昨晚他下手太重,丁谢东数月不曾承受这种强度的调教,有些吃不消,今儿送自己出门时还一瘸一拐的,瞧着可怜。
提前跟他说了要回来,开门便看到那人跪在玄关处。
“主人。”丁谢东俯下身,由左至右吻他的鞋尖,而后动作熟练地帮他换下鞋袜。
习惯性地摸摸奴隶的头,表示鼓励。
丁谢东顿时兴奋起来,扬起脸,一对狗狗眼一瞬不瞬地望着贺品安。
伸出左手的食指和中指,并拢,指尖回拉。他在调狗的这些年里编过许多这样无厘头的手势。使唤起来方便。
这个动作代表着允许亲吻——
丁谢东呼吸渐沉,耳朵红通通的。
所有的欲望都要被钉在规矩的框里。
他是按贺品安喜欢的样子修改过的。他也喜欢这样的自己。
倾身上前,将脸颊贴近主人鼓囊囊的裤裆,埋进去,像狗一样,先蹭后嗅,最后才可以亲吻。
在主人的抚摸下险些失了分寸。贺品安捏他的后颈,仿佛比淫玩他的性器官更有效。
意识到自己蹭了太久,丁谢东有些紧张地望了一眼贺品安,掌心里满是潮热的汗。在男人的注视下,他渐渐感到空虚和饥渴,喉结不住地上下滚动着。
隔着布料,蜻蜓点水般吻了吻那根阴茎,鼻翼浮起汗珠,他低下头,整个人都在发烫。
不是不想深入,只是太贪心会挨罚。
贺品安在浴室冲凉时,丁谢东无事可做,就在客厅帮他归整东西。
换下的衣服放进脏衣篓,叠好的家居服送去主卧。
丁谢东耐心地解开系在背包上的拳击手套,在这个过程中,他注意到了挂在拉链上的海绵宝宝。
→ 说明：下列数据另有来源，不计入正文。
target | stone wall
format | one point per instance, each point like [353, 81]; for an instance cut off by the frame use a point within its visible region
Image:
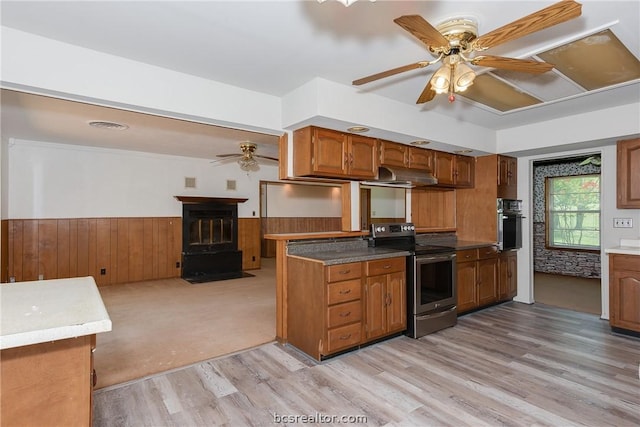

正巧贺品安这时走了出来,丁谢东晃了晃手里的挂件,问他:“主人,这是?”
贺品安抓了一把半干的发,想起在快餐店里给阮祎买的两份儿童套餐,套餐附赠玩具,阮祎说他俩各一个,当时他没在意,随口应了,也不知小孩儿什么时候给他拴包上的。
“吃麦当劳送的。”贺品安说着,无奈地挑起一边眉毛。
“啊?”丁谢东以为自己幻听。
“陪小朋友去吃。”
丁谢东没憋住笑,差点被自己的口水呛着:“谁家的小朋友敢跟您一起吃麦当劳啊?”
贺品安虽然长得正派,但偶尔无意识散发出的气场却很吓人,属于小孩儿见着了基本都会绕道走的类型。
“我也纳闷。”回忆着阮祎对他表现出的那些亲昵,贺品安坐在沙发上点烟。
渐渐意识到这“小朋友”并非真的小朋友,丁谢东没再多话,坐在一旁默默为贺品安捧烟灰缸。
这样抽了两支烟,丁谢东忽然开口问他:“主人,之前在家短圈的那个奴,您觉得怎么样?一直也没听您提起过。”
“就那样吧,辣椒炒肉做得不错。”
“不如再收一位女奴?细心些,还能跟楚楚做个伴。”
贺品安不抽烟了,丁谢东就腾出手给他按摩。说到这里时,贺品安忽然转头看了他一眼,目光不善,看得他一哆嗦。
“有话直说,别跟我兜圈子。”
丁谢东下意识摇了摇头,闭紧嘴巴。
不用说得更明白了,贺品安没有听不懂的道理,摆出这个态度,显然是不乐意听。
兴许是腻味了,这几年来,贺品安已经很少收奴。他们几人当然乐得如此。
多奴本来就是两面的事儿,有好有坏。对于他们这些奴隶来说,多奴就意味着要和别人共享主人的关注与疼惜。
能做到慷慨不善妒的奴隶到底还是少数。
然而这些情绪相较于他对贺品安的崇敬来说,仍然太轻。
圈里有很多只把虐恋当情趣的人,可他们这群人不一样,虐恋已经成为他们生活的一部分,即便将之与性剥离,这种关系、这份感情都很难发生改变。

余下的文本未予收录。